The thought that help is not available is particularly terrifying. It has me on edge not only about contracting the coronavirus, but also about the prospect of one of my kids’ accidentally breaking a finger while they’re unnaturally cooped up with little to do but climb the walls.
But we’re not going to a hospital. Nurses are wearing garbage bags because they lack the appropriate protective gear. And regular doctors are in short supply.
It feels as if we’re all made of glass. So we’d better not move.
Meanwhile, as a slow-moving tragedy envelopes the city from which he originally hails, the president has nothing more important on his mind than whether governors like Cuomo are sufficiently stroking his fragile ego.

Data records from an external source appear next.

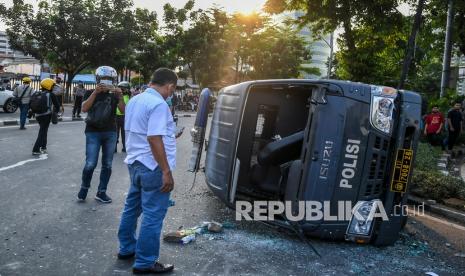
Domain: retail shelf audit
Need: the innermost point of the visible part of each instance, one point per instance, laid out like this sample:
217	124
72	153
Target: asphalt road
45	231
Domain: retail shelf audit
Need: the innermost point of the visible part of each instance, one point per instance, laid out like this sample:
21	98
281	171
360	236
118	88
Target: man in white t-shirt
151	157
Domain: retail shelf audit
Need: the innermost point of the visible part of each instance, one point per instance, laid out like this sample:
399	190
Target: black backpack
39	102
100	114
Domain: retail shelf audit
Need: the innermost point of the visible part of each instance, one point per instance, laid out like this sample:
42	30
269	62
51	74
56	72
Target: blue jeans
144	197
24	108
95	140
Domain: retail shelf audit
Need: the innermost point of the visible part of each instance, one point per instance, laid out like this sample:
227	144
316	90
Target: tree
196	39
240	33
353	17
277	54
71	35
410	47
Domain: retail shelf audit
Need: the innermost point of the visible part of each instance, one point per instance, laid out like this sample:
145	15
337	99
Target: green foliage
73	35
437	186
277	53
428	182
136	81
427	157
445	103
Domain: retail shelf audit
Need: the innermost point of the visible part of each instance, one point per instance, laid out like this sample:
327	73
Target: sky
230	6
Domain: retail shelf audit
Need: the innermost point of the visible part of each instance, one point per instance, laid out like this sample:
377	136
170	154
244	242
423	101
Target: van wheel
9	106
403	222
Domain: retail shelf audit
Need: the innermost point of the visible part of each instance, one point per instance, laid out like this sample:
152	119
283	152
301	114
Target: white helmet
106	75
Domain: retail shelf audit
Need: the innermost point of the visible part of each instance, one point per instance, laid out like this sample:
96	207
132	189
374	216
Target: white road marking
21	163
34	125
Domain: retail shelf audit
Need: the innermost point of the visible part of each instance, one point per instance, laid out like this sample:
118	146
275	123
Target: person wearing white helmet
100	105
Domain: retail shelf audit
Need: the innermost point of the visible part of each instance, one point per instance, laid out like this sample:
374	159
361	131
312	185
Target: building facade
320	50
16	62
459	64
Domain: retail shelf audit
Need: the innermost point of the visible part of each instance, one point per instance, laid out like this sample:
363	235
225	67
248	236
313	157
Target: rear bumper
408	133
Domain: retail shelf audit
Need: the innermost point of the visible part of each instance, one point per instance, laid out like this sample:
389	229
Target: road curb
438	209
11	123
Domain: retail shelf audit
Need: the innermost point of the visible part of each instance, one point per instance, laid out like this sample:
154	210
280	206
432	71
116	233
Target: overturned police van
338	145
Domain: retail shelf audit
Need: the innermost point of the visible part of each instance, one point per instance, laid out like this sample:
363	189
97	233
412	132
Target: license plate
402	168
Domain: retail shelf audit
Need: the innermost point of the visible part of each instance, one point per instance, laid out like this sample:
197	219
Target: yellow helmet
47	84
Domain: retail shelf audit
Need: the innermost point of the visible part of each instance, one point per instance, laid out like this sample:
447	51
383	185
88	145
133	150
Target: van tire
9	106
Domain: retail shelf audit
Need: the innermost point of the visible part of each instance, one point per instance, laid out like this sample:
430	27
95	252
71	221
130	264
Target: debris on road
215	227
188	235
188	239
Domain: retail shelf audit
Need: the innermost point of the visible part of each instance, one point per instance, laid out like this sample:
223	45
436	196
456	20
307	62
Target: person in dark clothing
454	121
59	91
101	130
126	88
79	91
44	119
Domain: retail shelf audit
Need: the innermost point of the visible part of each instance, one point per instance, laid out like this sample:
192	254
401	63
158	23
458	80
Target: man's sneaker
126	257
102	197
154	269
82	194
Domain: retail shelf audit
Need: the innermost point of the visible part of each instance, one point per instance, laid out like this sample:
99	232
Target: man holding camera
101	105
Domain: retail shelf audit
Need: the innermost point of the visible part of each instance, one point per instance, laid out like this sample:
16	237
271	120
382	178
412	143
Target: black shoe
126	257
82	194
102	197
154	269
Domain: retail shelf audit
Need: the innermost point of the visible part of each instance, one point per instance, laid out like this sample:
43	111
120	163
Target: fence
68	96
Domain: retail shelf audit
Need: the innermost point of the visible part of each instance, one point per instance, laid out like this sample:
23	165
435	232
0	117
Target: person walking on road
46	101
100	131
126	88
23	93
151	158
454	121
59	91
79	91
434	123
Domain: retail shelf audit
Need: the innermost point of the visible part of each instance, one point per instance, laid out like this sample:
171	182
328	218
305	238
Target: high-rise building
16	61
320	51
459	64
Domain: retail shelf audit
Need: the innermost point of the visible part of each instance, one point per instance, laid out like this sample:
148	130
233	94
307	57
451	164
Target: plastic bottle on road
188	239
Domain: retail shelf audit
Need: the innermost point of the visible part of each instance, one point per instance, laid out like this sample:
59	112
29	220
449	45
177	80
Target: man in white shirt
151	157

Cuomo and Trump have clashed over each other’s responses to the pandemic. At various points in recent weeks, Trump has said Cuomo needs to “do more,” Cuomo has retorted: “No – YOU have to do something! You’re supposed to be the President.” Trump then admonished Cuomo to “keep politics out” of his criticisms of the federal response. Then, Trump insulted Cuomo’s brother, the CNN host Chris Cuomo.
More substantively, Cuomo had expressed exasperation with Trump over New York receiving only 400 of the 30,000 ventilators he requested. Trump responded Wednesday morning by tweeting: “Fake News that I won’t help them because I don’t like Cuomo (I do). Just sent 4000 ventilators!”
Cuomo’s office also released a statement calling the Republican-led Senate bill “terrible” for New York state, which he says will receive the second-lowest amount of federal aid proportional to the state’s budget.
The former proprietor of several bankrupt casinos loves to talk about his negotiating prowess, so it’s possible his sociopathic indifference to people’s lives isn’t as disgusting as it appears. Maybe to Trump, it’s just business.
Trump bellowed about a once great America that had been destroyed by “domestic disaster and international humiliation” during his Republican National Convention speech in 2016. To these challenges, he claimed: “I alone can fix it.” If he were a more honest person, he would have added, “If you’re nice to me.”